CPUの取り付け方を完全解説!初心者でも失敗しない安全・確実な装着ガイド
(画像クレジット:Tom's Hardware)

ゲームを快適に動かし、生産性タスクも余裕でこなすほど高性能なCPU(プロセッサー)。しかし実は、取り扱いを少し間違えるだけで、CPU本体やマザーボードのソケットは意外と簡単に傷ついてしまう繊細なパーツです。

初めてPCを自作する方、既存システムのアップグレードを検討中の方、最近のソケット規格の変化に戸惑うDIY上級者の方など、立場を問わず、プロセッサーは慎重に扱い、正しくマザーボードのソケットに取り付けることが何より重要です。誤った状態でソケットに固定してしまうと、CPUやマザーボードが破損するだけでなく、そのまま電源を入れると他のパーツまで損傷する恐れがあります。

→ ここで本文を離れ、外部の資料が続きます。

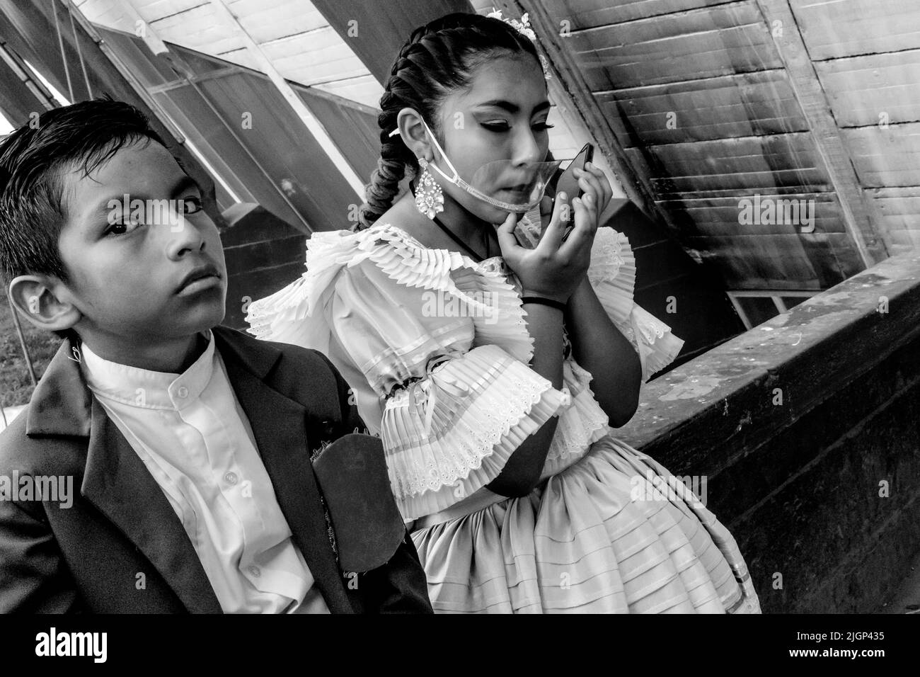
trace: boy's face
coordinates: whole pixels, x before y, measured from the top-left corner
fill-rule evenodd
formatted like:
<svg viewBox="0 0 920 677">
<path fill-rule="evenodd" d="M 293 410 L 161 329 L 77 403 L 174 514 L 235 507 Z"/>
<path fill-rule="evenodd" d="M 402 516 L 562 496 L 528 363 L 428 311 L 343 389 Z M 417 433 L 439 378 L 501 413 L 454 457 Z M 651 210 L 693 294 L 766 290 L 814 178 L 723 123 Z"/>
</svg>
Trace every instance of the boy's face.
<svg viewBox="0 0 920 677">
<path fill-rule="evenodd" d="M 165 147 L 139 140 L 89 176 L 76 169 L 62 179 L 67 220 L 59 247 L 85 341 L 105 334 L 149 344 L 221 322 L 220 236 Z"/>
</svg>

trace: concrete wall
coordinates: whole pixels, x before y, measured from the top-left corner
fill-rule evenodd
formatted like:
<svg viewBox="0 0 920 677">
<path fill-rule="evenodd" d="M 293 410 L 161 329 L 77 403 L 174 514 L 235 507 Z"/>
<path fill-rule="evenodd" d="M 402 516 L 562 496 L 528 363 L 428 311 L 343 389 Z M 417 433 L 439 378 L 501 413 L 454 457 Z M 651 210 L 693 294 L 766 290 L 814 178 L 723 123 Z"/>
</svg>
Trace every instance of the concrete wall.
<svg viewBox="0 0 920 677">
<path fill-rule="evenodd" d="M 618 437 L 703 475 L 765 612 L 877 611 L 920 550 L 920 256 L 645 386 Z"/>
</svg>

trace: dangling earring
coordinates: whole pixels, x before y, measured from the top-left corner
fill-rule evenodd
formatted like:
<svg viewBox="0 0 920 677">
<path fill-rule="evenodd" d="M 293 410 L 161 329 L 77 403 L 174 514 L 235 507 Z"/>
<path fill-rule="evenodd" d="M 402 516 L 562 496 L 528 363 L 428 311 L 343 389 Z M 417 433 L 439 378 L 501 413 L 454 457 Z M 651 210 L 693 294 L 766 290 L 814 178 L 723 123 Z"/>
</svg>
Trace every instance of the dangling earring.
<svg viewBox="0 0 920 677">
<path fill-rule="evenodd" d="M 428 170 L 428 160 L 419 158 L 421 173 L 419 175 L 419 185 L 415 189 L 416 208 L 431 219 L 434 215 L 444 211 L 444 193 L 431 172 Z"/>
</svg>

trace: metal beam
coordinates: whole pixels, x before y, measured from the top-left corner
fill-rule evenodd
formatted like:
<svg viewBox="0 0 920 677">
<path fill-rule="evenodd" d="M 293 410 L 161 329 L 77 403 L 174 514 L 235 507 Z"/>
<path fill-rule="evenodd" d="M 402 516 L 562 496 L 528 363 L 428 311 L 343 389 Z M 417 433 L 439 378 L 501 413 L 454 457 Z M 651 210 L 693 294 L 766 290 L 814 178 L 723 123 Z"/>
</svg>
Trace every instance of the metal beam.
<svg viewBox="0 0 920 677">
<path fill-rule="evenodd" d="M 878 216 L 859 183 L 792 8 L 788 0 L 755 2 L 773 35 L 776 51 L 786 65 L 789 85 L 837 193 L 846 232 L 853 239 L 863 264 L 869 268 L 889 255 L 883 239 L 876 230 Z"/>
<path fill-rule="evenodd" d="M 553 76 L 558 79 L 561 86 L 556 92 L 558 99 L 554 99 L 554 102 L 560 105 L 560 100 L 567 101 L 565 105 L 569 119 L 581 121 L 581 124 L 589 130 L 598 150 L 609 163 L 614 176 L 636 206 L 652 220 L 663 222 L 672 232 L 678 233 L 671 215 L 655 202 L 655 192 L 650 178 L 633 167 L 616 138 L 607 122 L 607 113 L 601 110 L 581 75 L 577 57 L 566 43 L 567 38 L 559 35 L 559 27 L 552 18 L 549 5 L 548 0 L 497 0 L 495 3 L 497 8 L 507 10 L 505 16 L 529 15 L 538 45 L 546 53 L 553 69 Z"/>
<path fill-rule="evenodd" d="M 277 88 L 278 91 L 284 98 L 284 100 L 288 102 L 291 108 L 293 110 L 297 117 L 300 118 L 301 122 L 307 128 L 313 137 L 319 144 L 319 146 L 326 152 L 329 159 L 336 166 L 339 171 L 341 172 L 345 181 L 348 181 L 349 185 L 351 186 L 352 190 L 357 193 L 360 199 L 364 199 L 364 181 L 361 180 L 358 173 L 351 167 L 348 158 L 339 150 L 339 146 L 336 145 L 335 141 L 326 131 L 323 123 L 319 122 L 319 119 L 313 114 L 309 107 L 304 102 L 297 92 L 295 92 L 288 81 L 284 79 L 283 76 L 278 72 L 275 68 L 272 61 L 266 56 L 265 53 L 262 51 L 261 46 L 252 39 L 252 36 L 247 32 L 246 29 L 242 27 L 239 23 L 239 19 L 236 18 L 236 15 L 230 10 L 230 8 L 225 4 L 226 0 L 211 0 L 211 6 L 213 7 L 214 12 L 217 14 L 218 18 L 227 24 L 234 31 L 234 33 L 239 37 L 246 45 L 249 55 L 255 60 L 256 64 L 259 66 L 259 70 L 265 73 Z"/>
<path fill-rule="evenodd" d="M 144 18 L 141 17 L 141 15 L 138 13 L 137 8 L 134 6 L 132 0 L 117 0 L 117 1 L 121 6 L 122 11 L 124 11 L 130 18 L 132 18 L 134 20 L 134 22 L 140 21 L 144 25 L 144 30 L 143 31 L 144 36 L 142 40 L 144 41 L 144 44 L 147 45 L 147 48 L 154 54 L 159 55 L 164 59 L 166 59 L 169 63 L 173 71 L 177 75 L 183 77 L 185 83 L 191 86 L 191 88 L 195 90 L 198 96 L 201 97 L 201 100 L 204 101 L 204 104 L 211 110 L 211 111 L 217 117 L 217 119 L 224 123 L 224 128 L 231 134 L 231 135 L 233 135 L 234 139 L 236 141 L 239 147 L 242 148 L 243 151 L 249 157 L 249 159 L 253 162 L 253 164 L 255 164 L 255 166 L 259 168 L 259 170 L 261 171 L 262 175 L 268 180 L 269 184 L 275 189 L 275 191 L 281 196 L 282 200 L 283 200 L 284 203 L 288 205 L 288 208 L 291 209 L 291 211 L 294 214 L 294 216 L 296 216 L 301 220 L 301 222 L 304 224 L 305 231 L 307 233 L 313 232 L 313 228 L 310 226 L 306 217 L 303 214 L 301 214 L 300 210 L 297 209 L 296 205 L 293 203 L 292 203 L 290 198 L 288 198 L 288 196 L 284 193 L 284 192 L 281 190 L 281 187 L 275 182 L 275 181 L 271 178 L 269 172 L 266 171 L 265 168 L 262 167 L 261 163 L 259 163 L 259 158 L 256 158 L 249 151 L 249 148 L 246 146 L 246 144 L 243 143 L 242 139 L 240 139 L 239 135 L 236 134 L 236 131 L 233 128 L 232 125 L 226 123 L 226 121 L 224 120 L 224 117 L 221 115 L 220 111 L 214 107 L 213 103 L 211 102 L 211 100 L 205 95 L 204 91 L 198 86 L 198 84 L 195 81 L 194 70 L 185 62 L 185 60 L 178 53 L 170 50 L 168 46 L 167 46 L 167 43 L 164 42 L 162 40 L 160 40 L 159 36 L 156 34 L 156 31 L 154 30 L 154 29 L 150 26 L 150 24 L 144 21 Z M 68 2 L 68 0 L 62 0 L 62 2 Z M 92 24 L 85 17 L 83 17 L 82 14 L 81 14 L 81 18 L 86 24 L 92 27 Z M 95 32 L 95 29 L 92 29 Z M 99 39 L 99 41 L 104 44 L 104 41 L 101 41 L 101 39 Z M 109 51 L 111 52 L 111 49 L 109 48 Z M 118 56 L 114 54 L 114 53 L 111 53 L 115 59 L 118 59 Z M 119 60 L 119 63 L 121 63 L 121 60 Z M 124 67 L 127 68 L 127 66 Z M 130 69 L 128 70 L 130 72 Z M 159 105 L 159 103 L 156 101 L 155 97 L 153 96 L 151 91 L 148 91 L 146 88 L 144 87 L 144 85 L 142 85 L 139 81 L 137 81 L 136 78 L 133 78 L 133 76 L 132 76 L 132 78 L 133 79 L 134 82 L 136 82 L 136 88 L 140 88 L 139 94 L 144 97 L 145 100 L 149 100 L 148 105 L 151 107 L 151 109 L 156 111 L 159 117 L 169 122 L 170 126 L 176 130 L 178 138 L 181 139 L 180 143 L 185 144 L 186 141 L 185 136 L 183 133 L 179 132 L 178 125 L 175 123 L 175 121 L 173 121 L 172 116 L 170 116 L 169 113 L 162 106 Z M 192 128 L 194 129 L 194 125 L 192 125 Z M 210 144 L 208 143 L 208 140 L 203 136 L 203 134 L 198 134 L 198 139 L 196 139 L 196 141 L 201 144 L 202 146 L 210 147 Z M 213 172 L 217 181 L 221 181 L 224 184 L 224 189 L 227 190 L 228 193 L 233 194 L 235 192 L 230 188 L 228 181 L 221 176 L 221 172 L 218 172 L 218 170 L 213 166 L 213 163 L 209 162 L 208 159 L 204 158 L 204 156 L 199 153 L 194 144 L 189 143 L 185 145 L 186 147 L 189 149 L 189 151 L 195 156 L 199 163 L 201 163 L 202 166 L 210 166 L 211 168 L 210 171 Z M 215 164 L 220 164 L 222 171 L 227 171 L 229 175 L 233 177 L 234 182 L 237 186 L 243 186 L 245 188 L 244 182 L 240 181 L 240 179 L 236 176 L 236 172 L 234 172 L 232 169 L 227 167 L 227 165 L 223 161 L 223 158 L 220 158 L 220 156 L 218 156 L 216 153 L 213 153 L 213 156 L 216 158 Z"/>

幸い、必要なのは根気と慎重さだけ。押さえるべきポイントはごくわずかです。以下の手順に従えば、誰でも簡単かつ確実にCPUを取り付けられます。

ピンの破損には最大限の注意を!

CPUの取り付け方を完全解説!初心者でも失敗しない安全・確実な装着ガイド
IntelのLGA 1700ソケット(画像クレジット:Tom's Hardware)

旧世代のAMD AM4プロセッサーは、チップ底部に何百本もの微細なピンが並ぶPGA(Pin Grid Array)方式を採用しています。一方、新型AM5対応CPUおよびIntelのコンシューマー向けCPUはすべてLGA(Land Grid Array)方式で、CPU側にはパッド(電極)があり、ピンはソケット側に配置されています。どちらの方式であっても、CPUやソケットを落としたりぶつけたりしてピンを曲げないよう細心の注意が必要です。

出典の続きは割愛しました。